Impressiona-nos a maneira em que Cecília desnuda essa realidade dessa fase da vida, a gravada pelo desuso da fala ou por não ter com quem falar, ou por ter sua fala ignorada ou reprimida pelos mais jovens.

A autora envolve os animais (os bichos) na “comunicação” com a velhinha, na tentativa, talvez, de minimizar o estado de aborrecimento desta e de, ao mesmo tempo, protestar contra o descaso ao idoso, que se inicia no âmbito familiar.

A solidão em que se encontra a velhinha vai sendo descrita através da relação paradigmática marcada pela associação semântica entre a temática solidão e termos presentes no poema que denotam esse estado. Vocábulos como “aborrecida” (primeira estrofe), “resmungando” e “sozinha” (segunda estrofe), “canto” (terceira estrofe), “resmungava” (quarta estrofe), “padecia” e “ninguém” (sétima estrofe).

Os termos em destaque associados à situação de solidão são representados por noções de estado como em “aborrecida”, “sozinha”, de ação como em de companhia, no caso de “ninguém”.

Estilisticamente, a personificação é um dos expoentes desse texto poético, chegando a mudar a língua dos animais. Como se tivessem se divertindo com a nova língua – “a do nhem” – o gato, o cachorro, o pato, a cabra e a galinha passaram “noite e dia/naquela melodia/nhem, nhem, nhem, nhem, nhem, nhem”.

Excetuando o gato, os outros bichos vieram “de cá, de lá, de além” (último verso da quinta estrofe), do mesmo modo que vêm nossos costumes, tradições, comportamentos, por meio, também, da literatura oral a qual tem como significativo elemento a memória, que vai sendo preservada pelo recontar o que ouviu – agregar histórias de outros – considerada uma das necessidades do ser humano por Araújo (2005).

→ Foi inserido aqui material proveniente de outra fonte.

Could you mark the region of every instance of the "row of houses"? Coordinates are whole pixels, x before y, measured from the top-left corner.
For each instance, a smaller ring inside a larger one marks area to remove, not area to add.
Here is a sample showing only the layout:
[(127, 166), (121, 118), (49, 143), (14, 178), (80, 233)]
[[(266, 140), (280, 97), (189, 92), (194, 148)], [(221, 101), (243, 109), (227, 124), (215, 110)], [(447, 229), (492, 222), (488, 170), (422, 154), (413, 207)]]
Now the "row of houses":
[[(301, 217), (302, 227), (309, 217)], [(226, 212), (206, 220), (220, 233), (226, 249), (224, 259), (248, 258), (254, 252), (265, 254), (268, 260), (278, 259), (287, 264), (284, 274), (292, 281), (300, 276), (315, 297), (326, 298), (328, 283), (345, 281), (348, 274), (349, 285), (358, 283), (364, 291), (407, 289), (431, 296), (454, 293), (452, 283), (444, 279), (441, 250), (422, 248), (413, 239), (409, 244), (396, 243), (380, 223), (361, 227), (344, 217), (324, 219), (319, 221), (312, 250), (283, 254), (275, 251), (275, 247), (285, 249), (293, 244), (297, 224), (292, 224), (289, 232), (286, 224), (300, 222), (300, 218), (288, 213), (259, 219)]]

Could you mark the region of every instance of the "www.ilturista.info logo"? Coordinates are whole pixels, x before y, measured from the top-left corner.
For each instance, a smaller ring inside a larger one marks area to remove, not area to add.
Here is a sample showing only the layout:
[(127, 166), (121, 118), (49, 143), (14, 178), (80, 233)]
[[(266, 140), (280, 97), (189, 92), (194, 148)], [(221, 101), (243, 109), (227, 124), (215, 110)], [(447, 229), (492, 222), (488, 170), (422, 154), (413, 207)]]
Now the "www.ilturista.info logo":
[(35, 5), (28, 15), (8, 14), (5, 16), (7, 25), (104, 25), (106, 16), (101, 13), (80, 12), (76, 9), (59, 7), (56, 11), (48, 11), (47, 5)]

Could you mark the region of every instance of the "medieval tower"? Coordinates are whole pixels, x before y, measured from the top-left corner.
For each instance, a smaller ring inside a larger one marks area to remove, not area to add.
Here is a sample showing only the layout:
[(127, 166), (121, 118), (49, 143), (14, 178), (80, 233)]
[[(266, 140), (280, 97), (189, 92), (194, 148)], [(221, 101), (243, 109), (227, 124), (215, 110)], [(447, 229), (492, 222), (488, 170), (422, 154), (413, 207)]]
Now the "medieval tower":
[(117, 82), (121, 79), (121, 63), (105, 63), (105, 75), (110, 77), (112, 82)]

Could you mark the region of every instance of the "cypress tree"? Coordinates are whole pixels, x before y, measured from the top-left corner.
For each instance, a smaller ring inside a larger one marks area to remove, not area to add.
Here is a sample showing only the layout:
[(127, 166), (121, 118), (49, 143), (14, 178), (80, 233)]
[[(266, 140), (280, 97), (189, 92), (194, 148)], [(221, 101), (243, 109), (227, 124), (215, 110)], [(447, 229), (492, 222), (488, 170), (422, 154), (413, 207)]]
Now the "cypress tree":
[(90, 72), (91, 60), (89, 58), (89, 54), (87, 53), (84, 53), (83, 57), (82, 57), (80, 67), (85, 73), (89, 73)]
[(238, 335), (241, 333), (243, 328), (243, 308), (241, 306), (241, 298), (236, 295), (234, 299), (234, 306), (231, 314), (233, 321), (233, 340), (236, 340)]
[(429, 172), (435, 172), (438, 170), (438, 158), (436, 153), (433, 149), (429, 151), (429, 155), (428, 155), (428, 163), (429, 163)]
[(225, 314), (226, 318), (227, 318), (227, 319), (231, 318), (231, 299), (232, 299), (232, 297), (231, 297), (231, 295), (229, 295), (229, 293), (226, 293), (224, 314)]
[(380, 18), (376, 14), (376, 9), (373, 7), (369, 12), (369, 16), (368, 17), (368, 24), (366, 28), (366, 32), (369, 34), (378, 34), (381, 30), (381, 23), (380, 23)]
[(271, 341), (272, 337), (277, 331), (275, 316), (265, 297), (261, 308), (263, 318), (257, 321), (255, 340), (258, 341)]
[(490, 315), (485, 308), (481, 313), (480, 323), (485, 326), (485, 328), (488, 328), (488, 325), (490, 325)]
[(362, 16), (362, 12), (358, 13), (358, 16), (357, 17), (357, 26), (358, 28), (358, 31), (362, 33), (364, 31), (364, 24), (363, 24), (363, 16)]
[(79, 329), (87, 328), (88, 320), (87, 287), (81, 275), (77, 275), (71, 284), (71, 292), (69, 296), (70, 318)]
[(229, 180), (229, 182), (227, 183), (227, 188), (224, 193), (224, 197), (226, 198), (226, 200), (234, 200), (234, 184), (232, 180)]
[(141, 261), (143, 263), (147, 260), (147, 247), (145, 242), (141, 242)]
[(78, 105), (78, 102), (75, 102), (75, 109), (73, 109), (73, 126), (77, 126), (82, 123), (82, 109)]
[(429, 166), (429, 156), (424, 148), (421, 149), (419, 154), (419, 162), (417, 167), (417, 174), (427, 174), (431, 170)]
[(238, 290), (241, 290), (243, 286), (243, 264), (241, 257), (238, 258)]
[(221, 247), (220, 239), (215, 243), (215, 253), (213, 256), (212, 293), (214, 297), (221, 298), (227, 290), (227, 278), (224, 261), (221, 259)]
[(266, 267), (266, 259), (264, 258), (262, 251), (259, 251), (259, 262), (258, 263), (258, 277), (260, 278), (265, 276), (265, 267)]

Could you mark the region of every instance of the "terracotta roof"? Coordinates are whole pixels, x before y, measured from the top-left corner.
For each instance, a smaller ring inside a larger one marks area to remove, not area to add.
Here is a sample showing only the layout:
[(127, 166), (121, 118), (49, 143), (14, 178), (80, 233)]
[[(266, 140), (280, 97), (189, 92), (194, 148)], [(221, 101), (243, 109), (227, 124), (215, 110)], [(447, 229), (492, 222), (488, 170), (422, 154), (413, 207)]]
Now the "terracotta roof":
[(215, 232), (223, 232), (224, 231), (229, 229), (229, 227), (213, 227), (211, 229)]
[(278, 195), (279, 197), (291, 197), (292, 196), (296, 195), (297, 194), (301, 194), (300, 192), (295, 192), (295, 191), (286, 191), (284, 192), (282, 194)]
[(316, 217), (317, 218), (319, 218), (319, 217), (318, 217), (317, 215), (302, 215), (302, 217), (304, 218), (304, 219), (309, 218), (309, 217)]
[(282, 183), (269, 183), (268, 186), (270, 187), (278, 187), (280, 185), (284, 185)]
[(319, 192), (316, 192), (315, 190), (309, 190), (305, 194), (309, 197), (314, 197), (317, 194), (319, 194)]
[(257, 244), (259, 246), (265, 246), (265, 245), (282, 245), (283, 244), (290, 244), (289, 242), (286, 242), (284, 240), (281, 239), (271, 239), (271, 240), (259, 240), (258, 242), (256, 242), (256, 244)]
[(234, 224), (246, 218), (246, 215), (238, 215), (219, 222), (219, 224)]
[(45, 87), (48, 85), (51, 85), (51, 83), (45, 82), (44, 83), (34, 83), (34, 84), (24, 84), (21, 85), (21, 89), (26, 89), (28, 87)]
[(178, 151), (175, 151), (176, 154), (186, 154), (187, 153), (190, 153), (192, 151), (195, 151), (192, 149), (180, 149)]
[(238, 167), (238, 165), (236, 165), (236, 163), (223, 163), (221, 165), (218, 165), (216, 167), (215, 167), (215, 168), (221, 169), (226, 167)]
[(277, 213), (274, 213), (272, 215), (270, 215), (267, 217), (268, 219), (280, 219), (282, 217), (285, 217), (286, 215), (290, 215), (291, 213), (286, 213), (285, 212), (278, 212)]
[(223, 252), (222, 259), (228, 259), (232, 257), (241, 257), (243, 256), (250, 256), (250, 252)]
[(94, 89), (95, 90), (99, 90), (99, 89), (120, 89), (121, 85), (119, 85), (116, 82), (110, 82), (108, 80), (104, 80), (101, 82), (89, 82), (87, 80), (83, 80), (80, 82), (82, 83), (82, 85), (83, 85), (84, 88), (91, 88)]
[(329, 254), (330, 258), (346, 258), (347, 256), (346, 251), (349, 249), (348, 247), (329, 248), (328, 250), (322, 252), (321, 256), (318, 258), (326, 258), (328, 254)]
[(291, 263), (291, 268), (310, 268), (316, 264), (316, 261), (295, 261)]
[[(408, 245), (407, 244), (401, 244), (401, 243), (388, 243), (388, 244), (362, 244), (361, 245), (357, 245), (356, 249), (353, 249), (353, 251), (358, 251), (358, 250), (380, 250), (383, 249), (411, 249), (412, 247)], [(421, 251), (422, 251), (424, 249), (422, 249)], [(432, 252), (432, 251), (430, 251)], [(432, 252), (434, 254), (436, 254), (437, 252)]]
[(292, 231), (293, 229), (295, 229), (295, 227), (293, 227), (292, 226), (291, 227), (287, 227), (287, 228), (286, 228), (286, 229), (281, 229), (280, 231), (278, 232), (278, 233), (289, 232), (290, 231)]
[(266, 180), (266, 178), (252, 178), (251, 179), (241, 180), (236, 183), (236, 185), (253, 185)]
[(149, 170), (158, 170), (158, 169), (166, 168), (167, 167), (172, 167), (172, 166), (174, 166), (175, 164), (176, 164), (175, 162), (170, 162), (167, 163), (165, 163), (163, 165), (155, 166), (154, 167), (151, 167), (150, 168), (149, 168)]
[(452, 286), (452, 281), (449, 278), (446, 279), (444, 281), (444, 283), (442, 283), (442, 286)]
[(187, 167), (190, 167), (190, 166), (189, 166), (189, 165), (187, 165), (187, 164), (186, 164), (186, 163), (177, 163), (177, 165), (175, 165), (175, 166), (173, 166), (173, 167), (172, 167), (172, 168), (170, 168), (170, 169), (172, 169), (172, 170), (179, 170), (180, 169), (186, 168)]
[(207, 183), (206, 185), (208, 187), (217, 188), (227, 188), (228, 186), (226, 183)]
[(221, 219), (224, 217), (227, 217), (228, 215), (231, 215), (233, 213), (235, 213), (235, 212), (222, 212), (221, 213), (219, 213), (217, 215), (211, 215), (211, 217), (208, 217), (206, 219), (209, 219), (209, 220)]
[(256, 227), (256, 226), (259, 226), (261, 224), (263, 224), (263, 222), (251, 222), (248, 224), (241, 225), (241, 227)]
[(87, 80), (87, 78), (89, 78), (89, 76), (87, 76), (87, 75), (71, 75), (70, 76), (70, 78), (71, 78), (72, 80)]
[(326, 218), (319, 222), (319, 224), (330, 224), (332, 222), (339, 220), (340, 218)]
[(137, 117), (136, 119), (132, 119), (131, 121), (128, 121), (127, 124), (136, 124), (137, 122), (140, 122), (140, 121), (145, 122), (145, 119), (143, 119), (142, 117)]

Para evidenciar a relevância da memória, Tavares (2005, p.106) traça um paralelo entre o mundo da cultura escrita e o mundo da cultura oral, ao qual vai ao encontro da permanência da Literatura Oral. Cecília, em Problemas da literatura infantil, afirma: (...) é a Literatura Tradicional a primeira a instalar-se na memória da criança. Ela representa o seu primeiro livro, antes mesmo da alfabetização, e o único, nos grupos sociais carecidos de letras.

Se visualizando de fora se vê “mesmice”, reprodução, repetição, de dentro (como se fôssemos um deles) parecia haver prazer naquele comportamento reiterado.

A repetição é um outro recurso estilístico utilizado por Cecília. Essa, por sua vez, neste contexto se dá no plano sonoro e vocabular. Os sons das rimas aborrecida/vida (primeira estrofe), velhinha/sozinha (segunda estrofe), cozinha/velhinha (terceira estrofe), resmungava/acompanhava (quarta estrofe), vizinha/galinha (quinta estrofe), dia/melodia (sexta estrofe), padecia/companhia (sétima estrofe), abria/respondia (oitava estrofe) e em estrofes, a partir de palavras que estão na mesma estrofe e em estrofes diferentes (último verso de todas as estrofes) “alguém / nhem / também / nhem / além / nhem / ninguém / nhem” somado ao termo “nhem” repetido seis vezes consecutivas em quatro dos oito versos, de forma alternada.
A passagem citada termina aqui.